Un político, esa rara avis que el viento de la nueva política terminó aquí de llevarse, es alguien que reconoce las diferencias y, por eso, llega a acuerdos, pero también es alguien que conoce las debilidades del adversario, las reales, no las que inventan aprendices de spin doctor, se las recita a la cara y lo deja tocado y, a veces, hundido. Como el PNV cuando se le puso delante su destino clínex, porque ellos mismos se lo han currado. Sánchez no se quiso arriesgar a una humillación como la del debate electoral y dio la espantada, pero no pudo librarse de pasar de la alegre carcajada al bruxismo hipertenso. Mientras tanto, Yolanda, entre tuit y tuit desesperado —¡estamos perdiendo el tiempo!— se achantaba en el banco como una niña castigada a escuchar la lección que no quiere recibir. Sorprende que no se tapara los oídos para no oír el ruido que hizo su castillo de naipes al venirse abajo, ruido leve por la falta de peso. Pero lo de Díaz es de capítulo aparte: asistimos a la desintegración del personaje que había interpretado con habilidad hasta hace poco tiempo.

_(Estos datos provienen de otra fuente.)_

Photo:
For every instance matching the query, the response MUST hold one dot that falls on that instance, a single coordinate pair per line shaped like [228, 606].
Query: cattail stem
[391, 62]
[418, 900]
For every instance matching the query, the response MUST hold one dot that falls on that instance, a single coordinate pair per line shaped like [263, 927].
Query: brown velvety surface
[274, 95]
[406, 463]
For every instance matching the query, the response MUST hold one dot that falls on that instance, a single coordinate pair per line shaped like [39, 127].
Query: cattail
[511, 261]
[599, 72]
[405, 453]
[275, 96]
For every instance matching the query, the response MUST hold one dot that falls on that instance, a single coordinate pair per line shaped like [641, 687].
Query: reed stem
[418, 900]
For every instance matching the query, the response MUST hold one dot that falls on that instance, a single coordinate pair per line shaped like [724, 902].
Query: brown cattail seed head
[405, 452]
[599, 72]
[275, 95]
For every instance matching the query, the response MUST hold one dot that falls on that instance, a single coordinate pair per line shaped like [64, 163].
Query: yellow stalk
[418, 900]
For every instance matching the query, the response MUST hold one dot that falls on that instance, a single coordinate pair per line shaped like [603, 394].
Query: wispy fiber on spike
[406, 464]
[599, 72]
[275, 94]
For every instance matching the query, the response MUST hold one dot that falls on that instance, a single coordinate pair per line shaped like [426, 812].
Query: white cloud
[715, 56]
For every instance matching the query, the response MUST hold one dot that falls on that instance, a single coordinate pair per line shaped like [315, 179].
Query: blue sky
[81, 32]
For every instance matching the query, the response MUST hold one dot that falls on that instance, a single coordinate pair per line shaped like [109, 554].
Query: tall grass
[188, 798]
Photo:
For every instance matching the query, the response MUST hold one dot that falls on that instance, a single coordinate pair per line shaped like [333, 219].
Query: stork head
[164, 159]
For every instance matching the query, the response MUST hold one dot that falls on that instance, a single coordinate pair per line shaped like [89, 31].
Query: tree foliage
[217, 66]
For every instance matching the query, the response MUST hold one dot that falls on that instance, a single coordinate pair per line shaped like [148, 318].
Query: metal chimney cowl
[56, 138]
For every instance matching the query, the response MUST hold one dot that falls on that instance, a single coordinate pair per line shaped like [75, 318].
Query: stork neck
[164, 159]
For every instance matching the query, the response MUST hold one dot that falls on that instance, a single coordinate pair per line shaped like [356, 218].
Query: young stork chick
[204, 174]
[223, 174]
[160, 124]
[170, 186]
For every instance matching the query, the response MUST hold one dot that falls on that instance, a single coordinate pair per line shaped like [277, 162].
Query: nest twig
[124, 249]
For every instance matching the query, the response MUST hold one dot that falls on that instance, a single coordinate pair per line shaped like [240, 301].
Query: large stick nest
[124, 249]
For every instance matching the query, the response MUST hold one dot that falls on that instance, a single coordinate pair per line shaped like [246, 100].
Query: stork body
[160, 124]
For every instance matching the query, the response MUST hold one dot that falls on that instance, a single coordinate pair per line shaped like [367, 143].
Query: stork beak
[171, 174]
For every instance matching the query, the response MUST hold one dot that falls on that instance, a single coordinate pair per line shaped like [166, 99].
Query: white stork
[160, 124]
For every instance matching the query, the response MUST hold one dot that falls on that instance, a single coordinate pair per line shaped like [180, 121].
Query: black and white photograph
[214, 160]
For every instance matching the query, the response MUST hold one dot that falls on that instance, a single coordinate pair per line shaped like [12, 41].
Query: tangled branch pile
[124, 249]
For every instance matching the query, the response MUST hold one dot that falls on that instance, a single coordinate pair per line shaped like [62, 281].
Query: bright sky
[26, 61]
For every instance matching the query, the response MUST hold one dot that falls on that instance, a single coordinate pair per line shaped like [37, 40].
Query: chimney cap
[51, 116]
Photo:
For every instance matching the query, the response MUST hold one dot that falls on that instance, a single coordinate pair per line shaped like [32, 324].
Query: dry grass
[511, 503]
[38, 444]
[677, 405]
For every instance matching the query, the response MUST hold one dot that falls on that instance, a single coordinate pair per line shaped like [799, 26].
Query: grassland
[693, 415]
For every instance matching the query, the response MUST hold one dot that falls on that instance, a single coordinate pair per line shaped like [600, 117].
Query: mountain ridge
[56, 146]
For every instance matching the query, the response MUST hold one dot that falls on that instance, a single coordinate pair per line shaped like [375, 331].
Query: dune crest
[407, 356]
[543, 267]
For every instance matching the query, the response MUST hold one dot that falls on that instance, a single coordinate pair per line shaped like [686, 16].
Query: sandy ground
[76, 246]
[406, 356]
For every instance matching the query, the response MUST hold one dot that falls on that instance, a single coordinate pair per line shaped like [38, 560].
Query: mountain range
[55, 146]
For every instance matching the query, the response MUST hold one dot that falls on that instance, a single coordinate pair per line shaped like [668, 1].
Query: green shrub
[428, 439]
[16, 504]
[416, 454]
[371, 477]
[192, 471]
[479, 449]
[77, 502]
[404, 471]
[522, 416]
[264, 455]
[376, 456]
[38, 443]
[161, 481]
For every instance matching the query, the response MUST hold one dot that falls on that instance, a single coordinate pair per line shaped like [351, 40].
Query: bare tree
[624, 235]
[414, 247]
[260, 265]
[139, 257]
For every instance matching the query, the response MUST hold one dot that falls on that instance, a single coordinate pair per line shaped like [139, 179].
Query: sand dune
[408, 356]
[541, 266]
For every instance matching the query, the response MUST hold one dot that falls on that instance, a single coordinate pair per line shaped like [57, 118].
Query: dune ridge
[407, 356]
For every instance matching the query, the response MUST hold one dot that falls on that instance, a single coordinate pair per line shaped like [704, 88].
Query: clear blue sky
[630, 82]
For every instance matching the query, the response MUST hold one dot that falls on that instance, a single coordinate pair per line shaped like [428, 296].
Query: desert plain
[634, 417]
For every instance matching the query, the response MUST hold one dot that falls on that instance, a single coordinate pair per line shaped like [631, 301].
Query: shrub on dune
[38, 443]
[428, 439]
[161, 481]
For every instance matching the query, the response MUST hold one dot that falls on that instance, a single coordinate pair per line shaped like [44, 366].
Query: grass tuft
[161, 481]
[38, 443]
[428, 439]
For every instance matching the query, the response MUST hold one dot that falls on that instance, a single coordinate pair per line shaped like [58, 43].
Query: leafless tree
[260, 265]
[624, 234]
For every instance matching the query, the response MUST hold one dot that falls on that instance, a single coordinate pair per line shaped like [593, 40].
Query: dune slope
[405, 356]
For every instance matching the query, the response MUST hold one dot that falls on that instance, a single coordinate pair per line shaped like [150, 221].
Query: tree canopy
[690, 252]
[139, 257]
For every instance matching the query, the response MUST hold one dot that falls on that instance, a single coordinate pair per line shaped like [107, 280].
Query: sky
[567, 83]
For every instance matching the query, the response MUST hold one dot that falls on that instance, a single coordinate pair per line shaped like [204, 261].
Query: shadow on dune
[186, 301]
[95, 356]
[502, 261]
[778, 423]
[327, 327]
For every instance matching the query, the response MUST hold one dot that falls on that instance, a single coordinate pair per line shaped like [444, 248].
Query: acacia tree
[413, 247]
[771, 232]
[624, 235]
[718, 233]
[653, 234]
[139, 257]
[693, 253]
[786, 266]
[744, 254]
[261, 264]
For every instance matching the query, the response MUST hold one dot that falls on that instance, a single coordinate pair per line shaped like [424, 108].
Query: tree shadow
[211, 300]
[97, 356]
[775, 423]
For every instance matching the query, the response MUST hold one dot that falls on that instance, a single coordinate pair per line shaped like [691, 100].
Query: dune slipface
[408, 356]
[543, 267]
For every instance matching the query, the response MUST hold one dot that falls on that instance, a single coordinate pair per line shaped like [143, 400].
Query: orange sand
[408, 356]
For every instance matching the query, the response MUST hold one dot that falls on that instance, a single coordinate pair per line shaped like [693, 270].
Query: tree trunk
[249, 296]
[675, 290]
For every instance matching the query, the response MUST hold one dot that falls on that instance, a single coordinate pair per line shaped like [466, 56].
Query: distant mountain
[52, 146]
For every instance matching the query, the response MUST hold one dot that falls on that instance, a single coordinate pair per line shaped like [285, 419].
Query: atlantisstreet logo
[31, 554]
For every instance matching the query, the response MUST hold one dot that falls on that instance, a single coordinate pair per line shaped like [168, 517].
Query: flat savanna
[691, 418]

La aparición de un político en el Congreso fue lo que hizo que con sus altos y bajos, sus posiciones erróneas o discutibles —pondré una, que señaló en el momento el historiador Roberto Villa García: proponer un delito de deslealtad institucional y no la recuperación de la sedición— se pudiera aguantar a pie firme el debate de investidura y diera, incluso, la impresión de que allí, quitando a los más señalados incomparecientes, se estaba en un parlamento. Los socialistas hicieron todo lo posible para que no lo pareciera, como han hecho estos años, cero novedad. Y puede ser que algunos, por no haber visto nunca a un político, no entendieran nada. Pero todavía quedan restos de lo que hubo alguna vez. No hay que dar todo por perdido. Donde aparece un político pueden aparecer más y dejar fuera de juego a criaturas que sólo articulan consignas, maquiavelitos del todo a cien y maniquíes.